If blending in isn’t your style, you can have fun designing your grilling station with a dramatic roof shape, a curving screen wall, or a bold accent color. Consider using metal for roofing, siding, or structural elements to add a contemporary flair.
Modern steel gazebo
If the aesthetic works for your site, steel offers a lot of flexibility for sheltering a grilling area. As a noncombustible material, steel eliminates all the worries caused by warnings about wood materials in the paperwork that comes with your grill. And because of steel’s structural properties, the gazebo can have clean lines and long spans with great shear strength.
Drawings by: Paul DeGroot
Always contact the local authority having jurisdiction (AHJ) before constructing a specific grill structure. Unfortunately, over the years I've discovered quite a few ways these fall short of proper code compliance:
• Some do not permit a grill under any "structure" without a hood.
• Technically, a "protected" structure meets the IBC Chapter 7 requirements for fire protection—beginning with total encapsulation of the entire structure with 1-hour layer of 5/8" gypsum drywall.
• AHJs often refer to the grill manufacturer's (UL or other) listing requirements and quite a few prohibit installation under any structure whatsoever (e.g., Weber, Char-Broil, Wolf).
• Some grill manufacturers require "non-combustible" structure, which means no wood, regardless of being protected or not.
• In some circumstances, grills are not permitted on wooden decks.

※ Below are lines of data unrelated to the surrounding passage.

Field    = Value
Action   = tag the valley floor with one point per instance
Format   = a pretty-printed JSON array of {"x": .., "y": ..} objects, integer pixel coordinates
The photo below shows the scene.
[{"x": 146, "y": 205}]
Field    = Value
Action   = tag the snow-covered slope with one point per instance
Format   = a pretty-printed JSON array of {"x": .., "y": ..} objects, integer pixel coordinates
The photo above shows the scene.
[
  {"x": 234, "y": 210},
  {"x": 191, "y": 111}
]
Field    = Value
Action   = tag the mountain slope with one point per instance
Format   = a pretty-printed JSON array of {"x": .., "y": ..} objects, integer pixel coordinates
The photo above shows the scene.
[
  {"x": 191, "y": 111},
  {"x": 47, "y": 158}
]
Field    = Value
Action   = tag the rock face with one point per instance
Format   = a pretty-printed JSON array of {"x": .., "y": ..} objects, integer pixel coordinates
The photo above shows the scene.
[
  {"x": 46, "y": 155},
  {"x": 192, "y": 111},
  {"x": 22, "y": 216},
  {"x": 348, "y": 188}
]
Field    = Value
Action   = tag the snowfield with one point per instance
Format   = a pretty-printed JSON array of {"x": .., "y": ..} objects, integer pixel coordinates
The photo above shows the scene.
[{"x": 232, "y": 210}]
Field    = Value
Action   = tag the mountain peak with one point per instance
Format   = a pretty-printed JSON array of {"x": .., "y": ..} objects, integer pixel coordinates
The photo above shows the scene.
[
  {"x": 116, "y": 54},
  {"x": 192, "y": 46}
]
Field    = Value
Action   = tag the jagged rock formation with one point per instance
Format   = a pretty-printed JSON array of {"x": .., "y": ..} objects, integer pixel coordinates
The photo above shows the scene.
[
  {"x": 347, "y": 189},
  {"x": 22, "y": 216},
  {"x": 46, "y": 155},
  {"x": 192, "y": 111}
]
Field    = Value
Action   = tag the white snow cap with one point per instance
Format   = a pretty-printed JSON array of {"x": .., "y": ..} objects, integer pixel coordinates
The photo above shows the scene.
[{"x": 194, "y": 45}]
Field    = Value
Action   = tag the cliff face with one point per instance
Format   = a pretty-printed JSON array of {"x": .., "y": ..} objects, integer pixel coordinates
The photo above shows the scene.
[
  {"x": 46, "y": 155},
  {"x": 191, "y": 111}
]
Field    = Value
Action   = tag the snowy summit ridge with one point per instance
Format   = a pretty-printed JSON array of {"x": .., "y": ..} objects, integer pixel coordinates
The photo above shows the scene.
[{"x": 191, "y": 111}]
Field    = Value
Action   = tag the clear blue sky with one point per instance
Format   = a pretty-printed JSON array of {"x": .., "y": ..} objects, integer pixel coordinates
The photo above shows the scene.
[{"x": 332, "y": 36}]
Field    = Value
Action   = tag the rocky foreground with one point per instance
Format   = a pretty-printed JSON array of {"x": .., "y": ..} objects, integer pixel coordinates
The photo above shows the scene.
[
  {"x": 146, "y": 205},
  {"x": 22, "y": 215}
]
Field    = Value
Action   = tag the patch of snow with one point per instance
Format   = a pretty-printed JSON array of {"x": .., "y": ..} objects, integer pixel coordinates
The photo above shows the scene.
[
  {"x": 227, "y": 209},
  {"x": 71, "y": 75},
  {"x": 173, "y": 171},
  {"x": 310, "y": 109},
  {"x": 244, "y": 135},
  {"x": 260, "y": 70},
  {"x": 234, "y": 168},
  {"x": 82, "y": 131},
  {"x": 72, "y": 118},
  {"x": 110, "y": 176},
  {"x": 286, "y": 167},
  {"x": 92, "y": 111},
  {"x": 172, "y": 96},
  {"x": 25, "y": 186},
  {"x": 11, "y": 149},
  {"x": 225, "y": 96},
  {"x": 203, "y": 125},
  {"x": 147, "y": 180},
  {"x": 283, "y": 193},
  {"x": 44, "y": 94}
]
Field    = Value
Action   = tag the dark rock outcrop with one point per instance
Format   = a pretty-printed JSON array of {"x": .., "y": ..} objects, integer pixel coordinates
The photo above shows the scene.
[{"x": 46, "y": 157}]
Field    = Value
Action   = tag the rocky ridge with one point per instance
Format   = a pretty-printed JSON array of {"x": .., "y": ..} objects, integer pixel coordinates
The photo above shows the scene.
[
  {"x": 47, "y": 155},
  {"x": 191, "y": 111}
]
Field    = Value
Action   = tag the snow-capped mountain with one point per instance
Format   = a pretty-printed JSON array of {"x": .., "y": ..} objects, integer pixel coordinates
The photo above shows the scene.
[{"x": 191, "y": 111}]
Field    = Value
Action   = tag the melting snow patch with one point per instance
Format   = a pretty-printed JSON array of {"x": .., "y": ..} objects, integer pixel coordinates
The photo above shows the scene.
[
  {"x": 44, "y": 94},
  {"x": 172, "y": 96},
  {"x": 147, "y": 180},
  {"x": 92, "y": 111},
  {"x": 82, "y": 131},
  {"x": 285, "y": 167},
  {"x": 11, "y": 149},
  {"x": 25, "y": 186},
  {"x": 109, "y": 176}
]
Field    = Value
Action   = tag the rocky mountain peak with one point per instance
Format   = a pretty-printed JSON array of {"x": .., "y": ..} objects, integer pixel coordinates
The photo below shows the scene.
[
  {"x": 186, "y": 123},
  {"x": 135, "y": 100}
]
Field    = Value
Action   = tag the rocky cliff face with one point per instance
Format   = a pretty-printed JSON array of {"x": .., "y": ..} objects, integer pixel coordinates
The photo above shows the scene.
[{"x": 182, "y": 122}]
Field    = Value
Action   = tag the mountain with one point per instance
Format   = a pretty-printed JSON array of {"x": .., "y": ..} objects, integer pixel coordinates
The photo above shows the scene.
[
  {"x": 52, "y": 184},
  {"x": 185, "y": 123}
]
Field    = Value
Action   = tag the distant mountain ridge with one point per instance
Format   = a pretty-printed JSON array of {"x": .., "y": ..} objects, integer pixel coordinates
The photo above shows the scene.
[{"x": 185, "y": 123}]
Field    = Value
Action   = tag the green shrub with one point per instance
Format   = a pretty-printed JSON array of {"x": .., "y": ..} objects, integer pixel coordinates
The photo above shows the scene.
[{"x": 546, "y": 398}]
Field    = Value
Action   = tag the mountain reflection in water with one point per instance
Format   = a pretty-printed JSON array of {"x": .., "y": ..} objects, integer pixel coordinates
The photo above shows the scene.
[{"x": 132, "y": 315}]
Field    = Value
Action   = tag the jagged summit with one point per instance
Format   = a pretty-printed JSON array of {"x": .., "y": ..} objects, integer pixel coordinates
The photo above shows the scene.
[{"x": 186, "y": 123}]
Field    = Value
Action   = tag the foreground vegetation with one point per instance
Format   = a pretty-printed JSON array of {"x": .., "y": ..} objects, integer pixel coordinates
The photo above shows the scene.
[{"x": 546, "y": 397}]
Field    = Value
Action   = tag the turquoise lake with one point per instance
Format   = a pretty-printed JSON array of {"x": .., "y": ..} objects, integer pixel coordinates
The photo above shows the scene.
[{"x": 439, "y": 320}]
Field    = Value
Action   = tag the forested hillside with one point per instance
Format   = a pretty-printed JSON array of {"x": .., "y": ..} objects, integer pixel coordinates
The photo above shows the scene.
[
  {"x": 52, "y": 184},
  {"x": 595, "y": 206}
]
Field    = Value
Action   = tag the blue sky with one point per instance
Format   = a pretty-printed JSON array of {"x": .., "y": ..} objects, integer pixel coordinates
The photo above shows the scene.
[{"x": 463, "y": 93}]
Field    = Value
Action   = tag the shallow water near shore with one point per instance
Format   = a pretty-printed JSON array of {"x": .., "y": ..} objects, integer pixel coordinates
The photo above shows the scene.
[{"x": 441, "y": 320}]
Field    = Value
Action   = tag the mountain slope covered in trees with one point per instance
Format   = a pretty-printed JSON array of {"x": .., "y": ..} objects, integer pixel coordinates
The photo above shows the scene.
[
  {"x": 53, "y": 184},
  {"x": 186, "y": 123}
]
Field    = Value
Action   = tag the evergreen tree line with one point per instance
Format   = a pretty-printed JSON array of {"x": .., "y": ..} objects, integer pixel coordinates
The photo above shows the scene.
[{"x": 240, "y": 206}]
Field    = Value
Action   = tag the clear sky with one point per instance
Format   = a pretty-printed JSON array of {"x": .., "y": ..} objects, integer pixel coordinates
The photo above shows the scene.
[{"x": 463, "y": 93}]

• In many grill requirements, installation manuals equivocate between "structure" and "finish."
As you would expect, all this ambiguity works in favor of the grill manufacturers and puts the liability on everyone else. And some (many?) insurance companies hesitate to (fully) compensate for damages with non-code compliant construction, which includes, by reference, those same manufacturer installation requirements.